Variant Call Format files follow a format standard, and while there is some wiggle-room for optional values, PopGen.jl only requires the core/mandatory components of a BCF/VCF, meaning problems should hopefully not arise regardless of which variant caller you are using (although we use Freebayes ourselves). Please open an issue if they do, or reach out to us on the community Slack.

Allele encodings

When converting to PopData, the nucleotides will be recoded according to the table below. Note that this system differs slightly from how PGDSpider2 recodes alleles (the 3 and 4 are switched).

BaseATCG
Allele1234
VCF Filtering

Keep in mind, BCF/VCF files need to be filtered before importing them into PopGen.jl. There is no and will be no VCF-filtering functionality to this package, as it is outside of the purpose of PopGen.jl.
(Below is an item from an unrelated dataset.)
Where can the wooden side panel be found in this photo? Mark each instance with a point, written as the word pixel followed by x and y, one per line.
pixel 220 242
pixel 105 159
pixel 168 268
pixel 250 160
Refer to vcftools, bcftools, and vcflib to filter your sequence data.

What BCF/VCF files contain

Due to the nature of the file format, importing variant call files will provide:

  • sample names
  • ploidy of each sample
  • locus names
  • genotypes

What BCF/VCF files lack

  • population information
  • geographical coordinate information

This means you will need to add that information separately afterwards. Location data (which is optional) can be added to the PopData with the locations! command. Population names (mandatory) can be added using populations!()

Acknowledgements

The heavy lifting of the BCF/VCF reader is thanks to the tremendous efforts of the contributors involved with GeneticVariation.jl, and its successor VariantCallFormat.jl which we use to parse files into PopData format. More specifically, the two packages use a file parser created from Automa.jl. If you love the file importer, then give those folks your thanks. If something is wrong and/or you hate the importer, blame us first (and please open up an issue 😅).